Talia hocha la tête, appréhendant grandement les paroles qui allaient suivre.
- Je pense qu’il est temps, Talia. Temps que je prenne le large, moi aussi. Que je mette
les voiles. Mais il me manque un moussaillon à mon équipage. Et je sais que vous êtes
la parfaite recrue pour cette dernière aventure, votre venue n’est pas anodine.

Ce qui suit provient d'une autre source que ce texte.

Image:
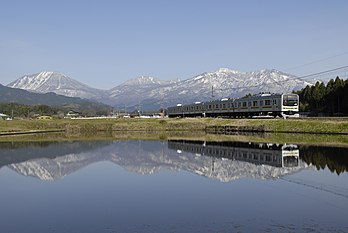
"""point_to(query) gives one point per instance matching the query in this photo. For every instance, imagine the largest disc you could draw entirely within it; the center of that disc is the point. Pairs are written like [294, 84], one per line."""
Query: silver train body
[282, 105]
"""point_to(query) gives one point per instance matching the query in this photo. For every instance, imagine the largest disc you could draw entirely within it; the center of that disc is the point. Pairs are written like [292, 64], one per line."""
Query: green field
[334, 126]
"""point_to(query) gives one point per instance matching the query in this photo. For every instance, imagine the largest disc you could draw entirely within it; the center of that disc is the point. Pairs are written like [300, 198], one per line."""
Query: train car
[266, 104]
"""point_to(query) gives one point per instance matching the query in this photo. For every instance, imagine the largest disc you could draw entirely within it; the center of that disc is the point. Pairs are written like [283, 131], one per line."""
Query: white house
[3, 116]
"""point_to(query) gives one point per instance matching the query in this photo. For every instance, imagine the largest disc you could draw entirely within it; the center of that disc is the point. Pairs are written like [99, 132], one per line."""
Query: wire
[323, 72]
[320, 60]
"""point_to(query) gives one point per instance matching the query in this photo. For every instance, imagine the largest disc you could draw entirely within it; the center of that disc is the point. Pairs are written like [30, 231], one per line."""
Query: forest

- Georges … Ce que vous me demandez-là, c’est beaucoup … Je ne sais même pas ce
que je dois faire, ou ce que ça engage … Vous êtes sûr de vouloir vous prendre cette
voie-là ? Et si vous regrettiez ?
- Talia, regardez-moi. Je suis une épave. La coque apparente d’un bateau qui s’est
échoué il y a de ça des lustres. Marie était la seule chose à laquelle je me raccrochais.
J’ai réalisé que j’avais passé des années à me battre ; pour elle, à survivre ; pour elle.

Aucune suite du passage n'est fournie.